DUBAI: An audio clip of the first sounds captured on Mars by its latest inhabitant, the InSight probe, was released last week, British broadcaster BBC reported.

The clip, 20 seconds long, has captured the sound of the wind on the desert planet.

InSight carries a British-made seismometer package, which was able to detect the vibrations from Martian air rushing over the solar panels.

Professor Tom Pike, leading the seismometer experiment from Imperial College London, likened the placement of the solar panels to the robot “cupping its ears”. “[They are] the perfect acoustic receivers.” he said.

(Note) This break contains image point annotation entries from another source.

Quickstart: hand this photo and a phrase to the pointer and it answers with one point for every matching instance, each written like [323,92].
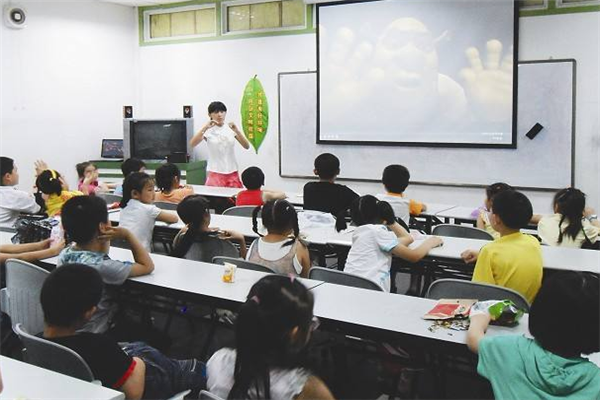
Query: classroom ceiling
[138,3]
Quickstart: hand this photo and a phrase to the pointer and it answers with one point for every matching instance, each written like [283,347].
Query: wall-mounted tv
[156,139]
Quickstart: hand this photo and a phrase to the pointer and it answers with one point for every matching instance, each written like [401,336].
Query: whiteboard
[546,96]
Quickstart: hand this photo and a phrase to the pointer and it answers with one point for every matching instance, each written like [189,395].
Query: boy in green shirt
[514,260]
[564,321]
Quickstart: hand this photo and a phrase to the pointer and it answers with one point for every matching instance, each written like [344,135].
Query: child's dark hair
[327,166]
[395,178]
[81,168]
[564,317]
[368,210]
[48,182]
[277,215]
[68,292]
[253,178]
[135,181]
[81,216]
[216,106]
[513,208]
[165,175]
[192,210]
[496,188]
[275,305]
[7,165]
[131,165]
[570,203]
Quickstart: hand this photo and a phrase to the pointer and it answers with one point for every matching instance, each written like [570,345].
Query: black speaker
[127,111]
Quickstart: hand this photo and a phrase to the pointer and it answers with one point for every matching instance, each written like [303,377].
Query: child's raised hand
[40,166]
[58,246]
[469,256]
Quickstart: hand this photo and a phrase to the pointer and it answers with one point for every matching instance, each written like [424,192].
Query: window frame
[172,10]
[225,15]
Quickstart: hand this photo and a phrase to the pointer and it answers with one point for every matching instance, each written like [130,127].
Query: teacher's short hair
[216,106]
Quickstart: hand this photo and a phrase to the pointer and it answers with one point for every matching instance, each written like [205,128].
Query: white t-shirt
[12,203]
[221,145]
[286,384]
[139,219]
[370,255]
[274,252]
[400,205]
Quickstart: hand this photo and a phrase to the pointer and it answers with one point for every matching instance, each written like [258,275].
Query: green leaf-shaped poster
[255,113]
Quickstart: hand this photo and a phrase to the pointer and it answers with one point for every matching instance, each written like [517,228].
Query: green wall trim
[308,29]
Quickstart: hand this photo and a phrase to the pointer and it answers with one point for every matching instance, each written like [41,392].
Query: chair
[204,395]
[110,198]
[21,297]
[342,278]
[240,211]
[462,289]
[210,248]
[467,232]
[53,356]
[163,205]
[242,264]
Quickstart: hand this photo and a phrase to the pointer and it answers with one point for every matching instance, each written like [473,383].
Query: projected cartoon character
[404,57]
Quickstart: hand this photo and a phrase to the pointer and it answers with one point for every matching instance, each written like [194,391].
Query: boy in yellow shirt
[514,260]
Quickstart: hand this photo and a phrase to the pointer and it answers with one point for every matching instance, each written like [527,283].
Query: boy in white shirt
[13,201]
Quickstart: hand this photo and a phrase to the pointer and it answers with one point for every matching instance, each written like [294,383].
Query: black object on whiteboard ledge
[534,131]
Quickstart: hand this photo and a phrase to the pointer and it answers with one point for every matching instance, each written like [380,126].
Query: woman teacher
[222,167]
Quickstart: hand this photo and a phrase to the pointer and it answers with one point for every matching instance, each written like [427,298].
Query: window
[259,16]
[577,3]
[180,22]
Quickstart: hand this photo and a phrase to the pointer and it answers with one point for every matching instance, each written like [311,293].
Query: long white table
[25,381]
[556,258]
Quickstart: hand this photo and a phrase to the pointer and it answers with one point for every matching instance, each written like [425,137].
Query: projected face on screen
[418,84]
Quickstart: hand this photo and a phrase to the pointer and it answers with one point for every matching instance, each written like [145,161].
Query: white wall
[68,73]
[196,73]
[64,80]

The wind on Mars moves from the northeast to the southeast at about five to seven meters per second, according to the latest estimates. This falls in line with evidence shown by satellite pictures that display the tracks left by dust devils travelling in the same direction.

 “This is brilliant news because it means we know the sensors have survived the rigors of landing on Mars and are meeting the requirements to achieve their science goals,” Sue Horne, head of space exploration at the UK Space Agency, told the BBC.

“It is just amazing to hear the first ever sounds from Mars,” Horne added.

InSight landed on Mars on November 26th, following a six-month journey from Earth. Its overall aim is to study the world's interior from the mission site, a flat plain just north of Mars's equator.